Condo "conversions" are different from most residential-property development waves. Except in those instances where the property being converted was originally nonresidential (think downtown warehouses), the conversions add no new housing stock to the market; they just turn rental units into privately owned homes. By most accounts, the local conversion trend of the past few years has stemmed from changes in the rental market during the larger real estate boom of recent years. In the late 1990s, rental vacancy rates in the metro dropped below 2 percent. The scarcity of rental units led landlords to jack up rents. That factor, along with the spike in the number of first-time home buyers, caused the rental vacancy rate to triple in just a few years, rising as high as 7.6 percent in 2003. Which in turn spurred many landlords to sell out to developers.

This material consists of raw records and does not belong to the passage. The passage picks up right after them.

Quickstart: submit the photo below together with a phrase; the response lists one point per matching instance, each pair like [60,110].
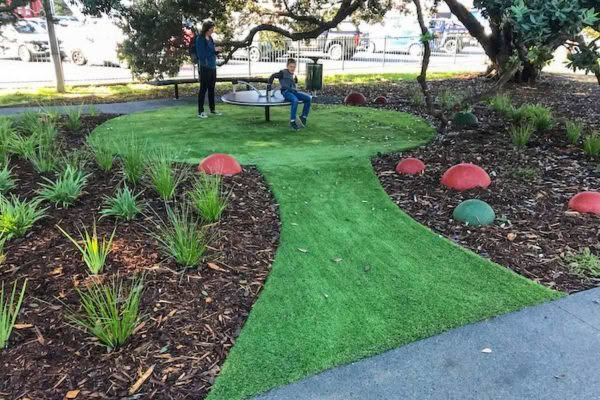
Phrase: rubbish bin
[314,76]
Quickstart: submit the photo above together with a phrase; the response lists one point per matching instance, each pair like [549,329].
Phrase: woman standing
[207,63]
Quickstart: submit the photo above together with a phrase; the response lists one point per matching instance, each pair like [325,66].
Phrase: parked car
[24,40]
[399,39]
[343,41]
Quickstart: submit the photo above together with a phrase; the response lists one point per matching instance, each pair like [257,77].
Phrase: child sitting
[288,81]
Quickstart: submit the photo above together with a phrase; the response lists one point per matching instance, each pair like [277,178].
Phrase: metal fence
[27,66]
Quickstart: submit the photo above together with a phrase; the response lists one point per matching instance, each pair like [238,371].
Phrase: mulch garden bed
[534,233]
[193,318]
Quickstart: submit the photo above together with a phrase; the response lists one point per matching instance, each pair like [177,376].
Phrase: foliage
[208,198]
[6,180]
[164,178]
[182,237]
[574,131]
[584,264]
[521,134]
[93,252]
[111,311]
[9,310]
[17,217]
[591,146]
[66,189]
[123,204]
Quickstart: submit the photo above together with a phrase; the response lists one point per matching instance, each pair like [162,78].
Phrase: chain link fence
[25,60]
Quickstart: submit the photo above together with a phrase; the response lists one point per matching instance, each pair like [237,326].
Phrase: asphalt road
[15,73]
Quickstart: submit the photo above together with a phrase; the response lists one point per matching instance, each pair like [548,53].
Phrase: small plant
[584,264]
[73,118]
[17,217]
[3,240]
[111,311]
[182,237]
[164,178]
[449,99]
[591,146]
[134,161]
[9,310]
[102,154]
[123,205]
[6,181]
[538,115]
[574,131]
[502,104]
[208,198]
[93,252]
[66,189]
[521,134]
[526,174]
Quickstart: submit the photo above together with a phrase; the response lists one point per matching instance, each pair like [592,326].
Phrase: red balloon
[586,202]
[355,99]
[380,100]
[220,164]
[410,166]
[465,177]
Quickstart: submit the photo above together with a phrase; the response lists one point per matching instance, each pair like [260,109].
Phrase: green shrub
[182,237]
[574,131]
[538,115]
[17,217]
[102,153]
[73,118]
[110,311]
[122,205]
[208,198]
[584,264]
[6,180]
[93,252]
[521,134]
[163,177]
[502,104]
[9,310]
[591,146]
[66,189]
[134,161]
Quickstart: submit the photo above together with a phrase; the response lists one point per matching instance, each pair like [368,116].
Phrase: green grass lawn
[354,275]
[137,91]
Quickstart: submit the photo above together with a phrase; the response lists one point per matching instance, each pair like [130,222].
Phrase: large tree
[155,44]
[530,31]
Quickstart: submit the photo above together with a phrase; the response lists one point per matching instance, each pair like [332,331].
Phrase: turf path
[354,275]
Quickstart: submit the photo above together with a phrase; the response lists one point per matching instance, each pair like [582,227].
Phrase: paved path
[551,351]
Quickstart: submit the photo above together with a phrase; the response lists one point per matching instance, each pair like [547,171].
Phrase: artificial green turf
[353,275]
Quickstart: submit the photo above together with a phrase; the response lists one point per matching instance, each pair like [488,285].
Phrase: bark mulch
[192,318]
[534,233]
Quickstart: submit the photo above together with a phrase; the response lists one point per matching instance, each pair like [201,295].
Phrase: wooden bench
[181,81]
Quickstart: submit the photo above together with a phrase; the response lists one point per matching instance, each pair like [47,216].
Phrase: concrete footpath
[550,351]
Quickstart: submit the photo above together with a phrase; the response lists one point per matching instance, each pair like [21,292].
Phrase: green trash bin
[314,77]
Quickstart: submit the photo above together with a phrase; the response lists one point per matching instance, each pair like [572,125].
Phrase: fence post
[54,48]
[384,48]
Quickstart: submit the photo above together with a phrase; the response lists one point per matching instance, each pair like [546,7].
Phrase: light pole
[54,48]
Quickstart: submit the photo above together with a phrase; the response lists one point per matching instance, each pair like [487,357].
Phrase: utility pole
[54,48]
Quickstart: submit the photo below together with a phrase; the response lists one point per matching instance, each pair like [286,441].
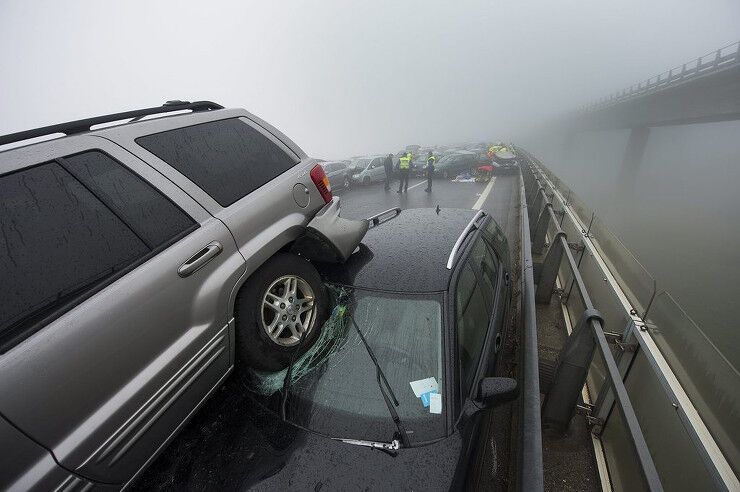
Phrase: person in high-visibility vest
[431,159]
[404,166]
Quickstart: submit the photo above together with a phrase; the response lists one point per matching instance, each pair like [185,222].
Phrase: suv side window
[472,324]
[228,159]
[69,227]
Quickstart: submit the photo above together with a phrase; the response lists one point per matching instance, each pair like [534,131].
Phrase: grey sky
[345,77]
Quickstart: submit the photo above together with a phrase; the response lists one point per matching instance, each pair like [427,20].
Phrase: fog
[340,77]
[345,78]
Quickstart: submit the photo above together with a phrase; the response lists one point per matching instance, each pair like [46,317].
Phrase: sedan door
[115,327]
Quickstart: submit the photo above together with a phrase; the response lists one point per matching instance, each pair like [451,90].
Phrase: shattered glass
[333,386]
[330,340]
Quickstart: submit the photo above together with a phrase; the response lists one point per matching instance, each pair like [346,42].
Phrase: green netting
[330,340]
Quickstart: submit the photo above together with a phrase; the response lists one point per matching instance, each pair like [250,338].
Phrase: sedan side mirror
[495,391]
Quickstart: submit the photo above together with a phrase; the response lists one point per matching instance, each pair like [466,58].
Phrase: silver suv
[138,264]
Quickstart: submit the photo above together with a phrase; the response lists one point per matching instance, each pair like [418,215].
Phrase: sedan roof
[408,253]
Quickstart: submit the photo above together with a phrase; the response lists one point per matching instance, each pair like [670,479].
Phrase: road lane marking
[484,195]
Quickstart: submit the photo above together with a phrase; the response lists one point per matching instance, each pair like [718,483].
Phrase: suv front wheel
[283,302]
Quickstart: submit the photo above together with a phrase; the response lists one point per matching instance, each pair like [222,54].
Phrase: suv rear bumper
[329,237]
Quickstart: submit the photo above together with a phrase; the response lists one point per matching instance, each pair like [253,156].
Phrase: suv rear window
[69,227]
[228,159]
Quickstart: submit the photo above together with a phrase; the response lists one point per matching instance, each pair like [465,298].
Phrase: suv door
[115,326]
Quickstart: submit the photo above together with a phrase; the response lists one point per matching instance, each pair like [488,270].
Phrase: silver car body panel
[345,235]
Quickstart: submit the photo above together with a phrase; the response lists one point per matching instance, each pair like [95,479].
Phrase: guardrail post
[534,209]
[605,399]
[570,374]
[549,269]
[540,231]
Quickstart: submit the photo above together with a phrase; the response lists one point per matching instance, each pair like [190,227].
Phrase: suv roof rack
[85,125]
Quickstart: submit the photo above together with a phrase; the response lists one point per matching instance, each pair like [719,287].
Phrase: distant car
[505,162]
[141,263]
[339,174]
[428,336]
[368,170]
[451,165]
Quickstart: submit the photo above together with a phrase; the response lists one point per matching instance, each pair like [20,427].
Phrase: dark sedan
[405,363]
[394,393]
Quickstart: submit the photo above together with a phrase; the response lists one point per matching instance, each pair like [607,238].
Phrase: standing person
[388,165]
[403,168]
[431,159]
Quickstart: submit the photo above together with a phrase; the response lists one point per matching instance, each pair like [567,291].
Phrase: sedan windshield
[334,387]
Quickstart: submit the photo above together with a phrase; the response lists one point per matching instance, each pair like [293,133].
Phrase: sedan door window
[486,264]
[472,318]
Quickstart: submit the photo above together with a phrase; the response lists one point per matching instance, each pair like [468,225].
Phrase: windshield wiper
[385,389]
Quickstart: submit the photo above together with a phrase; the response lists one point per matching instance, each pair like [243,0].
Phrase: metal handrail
[707,448]
[530,471]
[671,76]
[637,439]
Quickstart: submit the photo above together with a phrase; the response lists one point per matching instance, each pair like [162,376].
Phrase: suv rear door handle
[199,259]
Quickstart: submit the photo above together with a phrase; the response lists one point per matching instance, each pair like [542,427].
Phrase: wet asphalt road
[231,444]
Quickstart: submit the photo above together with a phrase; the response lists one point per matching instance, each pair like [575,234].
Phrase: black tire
[254,347]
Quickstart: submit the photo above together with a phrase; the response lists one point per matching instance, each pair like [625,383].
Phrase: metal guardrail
[529,469]
[707,63]
[575,359]
[638,345]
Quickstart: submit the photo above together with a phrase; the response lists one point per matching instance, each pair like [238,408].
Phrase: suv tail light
[319,178]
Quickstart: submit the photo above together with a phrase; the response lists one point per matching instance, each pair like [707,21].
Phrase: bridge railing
[684,394]
[707,63]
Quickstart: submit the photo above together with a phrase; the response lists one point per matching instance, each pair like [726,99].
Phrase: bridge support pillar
[633,159]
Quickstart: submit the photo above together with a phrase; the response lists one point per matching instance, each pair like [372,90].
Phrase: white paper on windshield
[435,403]
[424,386]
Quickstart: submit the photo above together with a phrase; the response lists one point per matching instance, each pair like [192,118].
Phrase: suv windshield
[336,393]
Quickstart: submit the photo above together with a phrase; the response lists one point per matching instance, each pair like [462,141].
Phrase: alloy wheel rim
[288,310]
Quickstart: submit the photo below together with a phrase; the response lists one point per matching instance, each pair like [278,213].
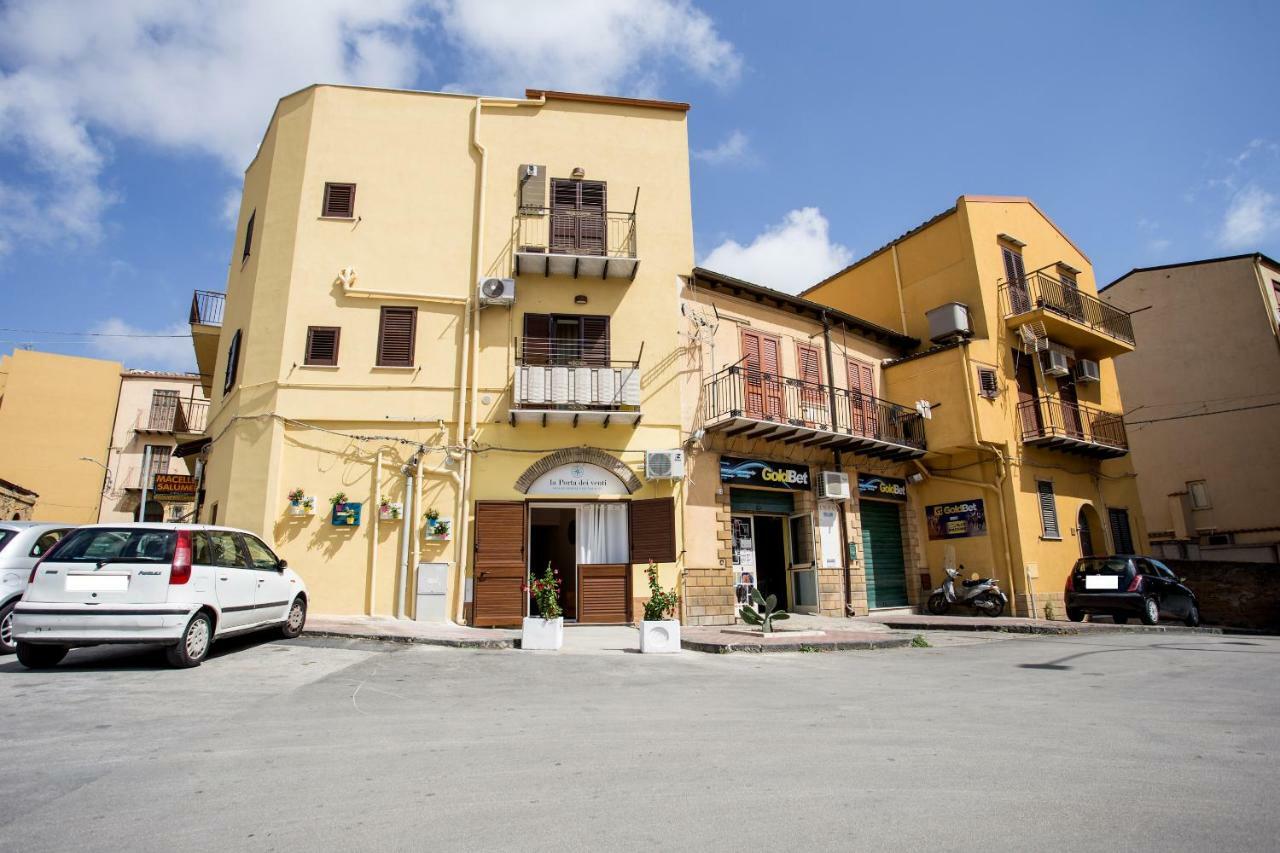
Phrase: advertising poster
[956,520]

When a building is sold for conversion, tenants are, by state law and Minneapolis ordinance, given the first shot at buying their units, but for many middle- and lower-income apartment dwellers, that's cold comfort: After taxes, condo association fees, and insurance are added in, monthly payments on these upscaled condos can run up to three times the cost of rent on the apartments they used to be. For a lot of people, such a sale is effectively an eviction notice. Another common complaint about conversions is that the renovations are very often cosmetic rather than structural—a new kitchen counter here, some new windows there, rather than new plumbing or a new roof.
"There are many concerns we have with the issue," says Chris Geopfert, an attorney with the Housing Preservation Project (HPP), a nonprofit that tracks affordable housing in the Twin Cities. "One, you have the loss of affordable rental housing. Two, we're finding that tenant protections don't exist. Then you have the new buyers, who think that they're responsible for everything only within the four walls of their unit, and not the rest of the building. And you're seeing a profound effect on the neighborhoods and communities—an effect on the economic diversity of neighborhoods as well as people being displaced from their communities."